UEFA head Platini checks Ukraine`s Euro 2012 preparations
UEFA head Michel Platini was in Kiev
Poland and Ukraine were named hosts for the presige event in April 2007. Since then bureaucratic squabbles and government inaction have stymied Ukrainian efforts actually to begin preparations.
Platini was scheduled to meet with Ukrainian President Viktor Yushchenko and Prime Minister Yulia Tymoshenko on Thursday afternoon, in the first of two days of talks with leaders of the former Soviet republic.
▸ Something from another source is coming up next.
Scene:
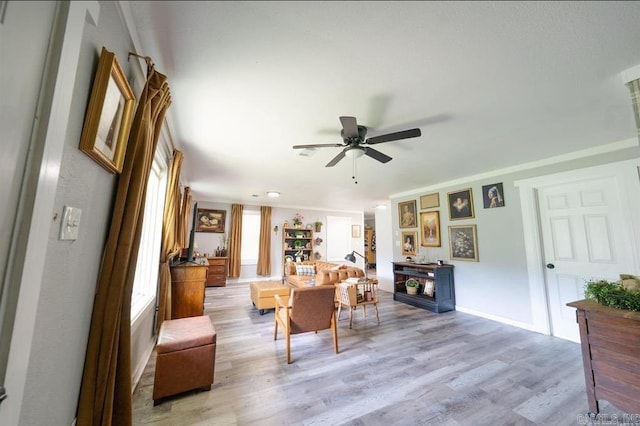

The blue-ribbon UEFA delegation headed by Platini and including General Secretary David Taylor, Vice President Senes Erik, and others arrived from Warsaw, after Wednesday discussions with Polish Prime Minister Donald Tusk.
The UEFA inspection group`s mission is to check personally how well or poorly Poland and Ukraine are getting ready to host Euro 2012, and to determine problem areas needing attention, Platini told reporters before departing on the tour.
Platini`s delegation is scheduled to publish a formal report its findings to the UEFA during meetings in Bordeaux France, on September 25 and 26.
Ukrainian media has widely reported UEFA leadership is considering reducing the number of games held in Ukraine, or sacking Ukraine entirely as a host, because of Kiev`s overall inability to get ready for the tournament so far.
UEFA officials are considering Germany, Spain, and Italy as alternates to Ukraine according to the news reports. Platini at the outset of his trip denied the allegations, saying the UEFA "was only thinking (of holding Euro 2012) in Poland and Ukraine."
Yury Pavlenko, Ukraine`s Minister of Sport and one of the coutnry`s top officials for Euro2012 preparations, told Sehodnia newspaper "We (Ukraine) have no fear, we are preparing our presentation (for Platini). We will place an accent on those areas that, according to the UEFA, have a high level of risk."
Pavlenko predicted the UEFA delegation would be satisfied by his government explainations, saying "For all questions (the UEFA has) we have solid answers."
The group of tasks Ukraine must complete, in order to host Euro 2012, is daunting and expensive.
Topping the list is the country`s premier game venue, Olympic Stadium in Kiev, whose overhaul has been stalled more than a year due to a land ownership legal battle between two powerful commercial clans in the capital.
Construction crews most recently returned to the stadium on Wednesday, one day before Platini`s arrival.
A Kiev court order stemming from lawsuits between the two commercial clans had frozen work on the 90,000-seat venue since March.
Ukraine will require investment totaling more than 20 billion dollars to host the championship, of which 3.4 billion are needed in 2008 alone, according to details of the government plan leaked to the Interfax news agency.
Ukraine`s government is planning to support the Euro 2012 preparations programme with only a fraction of the total cash needed, with the government budget slated to provide some 4.5 billion dollars, according to the report.
The remainder Ukraine by the terms of the Euro 2012 plan hopes to receive in private and mostly foreign investment - a plan questioned by critics noting Ukraine has one of the lowest levels of foreign investment of any European nation.
Platini is scheduled to travel to Kazakhstan and then Azerbaijan after visiting Ukraine.